Les circonstances particulières de cette catastrophe en augmentent le caractère dramatique puisqu’il ne s’agit plus d’un « accident » mais d’un « dégât collatéral » de la guerre qui secoue l’est de l’Ukraine.

Mais, au fond, il n’y a que deux conclusions à en tirer :

  • la première, c’est qu’il est scandaleux que des compagnies aériennes continuent d’envoyer leurs appareils au-dessus d’une zone de guerre ;
  • seconde, c’est qu’il est urgent que l’on trouve une solution à ce conflit.

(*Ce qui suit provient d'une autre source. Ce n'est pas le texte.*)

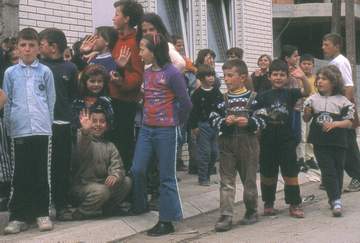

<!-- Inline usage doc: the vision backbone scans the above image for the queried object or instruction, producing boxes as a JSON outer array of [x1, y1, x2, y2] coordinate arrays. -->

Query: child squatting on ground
[[304, 65, 354, 217]]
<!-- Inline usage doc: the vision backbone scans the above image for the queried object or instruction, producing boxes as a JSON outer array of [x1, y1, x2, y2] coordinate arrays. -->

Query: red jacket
[[109, 30, 144, 101]]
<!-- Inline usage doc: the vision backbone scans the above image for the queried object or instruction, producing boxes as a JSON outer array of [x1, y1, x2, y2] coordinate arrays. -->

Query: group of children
[[0, 0, 360, 236]]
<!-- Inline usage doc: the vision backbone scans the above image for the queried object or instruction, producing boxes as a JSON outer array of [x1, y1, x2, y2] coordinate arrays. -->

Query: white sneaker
[[36, 216, 54, 231], [4, 220, 29, 234]]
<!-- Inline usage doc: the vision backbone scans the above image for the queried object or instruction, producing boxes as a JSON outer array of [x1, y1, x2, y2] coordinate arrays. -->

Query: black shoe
[[147, 221, 175, 236], [305, 158, 320, 170], [297, 158, 309, 172], [239, 210, 258, 225]]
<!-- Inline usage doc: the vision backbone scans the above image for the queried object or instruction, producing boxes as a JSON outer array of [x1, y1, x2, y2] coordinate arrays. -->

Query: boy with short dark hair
[[4, 28, 56, 234], [39, 28, 77, 217], [254, 60, 310, 218], [210, 59, 265, 231], [296, 53, 319, 170], [62, 104, 131, 220], [322, 33, 360, 192], [189, 64, 222, 186]]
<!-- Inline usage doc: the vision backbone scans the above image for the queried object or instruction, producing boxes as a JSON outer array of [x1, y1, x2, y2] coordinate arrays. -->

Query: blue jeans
[[196, 122, 219, 182], [131, 125, 183, 221]]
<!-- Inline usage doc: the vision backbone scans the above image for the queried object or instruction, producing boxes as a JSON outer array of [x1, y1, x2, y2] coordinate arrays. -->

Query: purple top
[[143, 64, 192, 127]]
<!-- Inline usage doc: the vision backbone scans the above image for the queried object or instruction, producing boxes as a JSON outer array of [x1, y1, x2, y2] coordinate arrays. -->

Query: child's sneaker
[[36, 216, 54, 231], [4, 220, 29, 235], [332, 200, 342, 217], [289, 205, 305, 218]]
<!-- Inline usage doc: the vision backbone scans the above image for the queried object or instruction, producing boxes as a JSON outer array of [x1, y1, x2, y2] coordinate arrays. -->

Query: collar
[[19, 59, 39, 68], [229, 86, 248, 95]]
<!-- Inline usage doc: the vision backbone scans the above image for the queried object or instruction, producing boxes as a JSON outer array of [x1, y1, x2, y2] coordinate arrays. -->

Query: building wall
[[235, 0, 273, 70], [19, 0, 93, 44]]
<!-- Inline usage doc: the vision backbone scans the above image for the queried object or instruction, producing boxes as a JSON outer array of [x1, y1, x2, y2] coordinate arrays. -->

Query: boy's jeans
[[131, 125, 183, 221], [196, 121, 219, 182]]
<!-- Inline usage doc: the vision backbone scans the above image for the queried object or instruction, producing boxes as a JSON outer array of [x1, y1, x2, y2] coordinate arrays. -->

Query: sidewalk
[[0, 169, 318, 243]]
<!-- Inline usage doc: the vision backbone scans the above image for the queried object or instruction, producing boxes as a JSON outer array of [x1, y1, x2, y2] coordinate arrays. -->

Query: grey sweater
[[72, 129, 125, 185]]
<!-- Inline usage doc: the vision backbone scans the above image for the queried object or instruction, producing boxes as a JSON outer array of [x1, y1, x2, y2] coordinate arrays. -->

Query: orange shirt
[[109, 29, 144, 102]]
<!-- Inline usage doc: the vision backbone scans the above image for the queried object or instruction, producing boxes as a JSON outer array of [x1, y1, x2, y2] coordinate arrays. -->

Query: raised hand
[[105, 176, 118, 187], [79, 109, 92, 131], [80, 35, 97, 54], [115, 46, 131, 68]]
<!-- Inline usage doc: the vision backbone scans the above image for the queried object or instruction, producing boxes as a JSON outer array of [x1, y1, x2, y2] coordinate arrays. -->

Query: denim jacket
[[3, 60, 56, 138]]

Au contraire, les médias ont centré leur couverture sur l’enquête en se demandant qui a fait le « coup » ? L’intérêt de cette question serait évident si le tir avait visé délibérément un avion civil. Il semble que le missile sol-air soit parti des lignes des rebelles pro-russes, armés par la Russie. Mais, quoi qu’il en soit, il est très improbable que les coupables aient voulu abattre un avion de ligne.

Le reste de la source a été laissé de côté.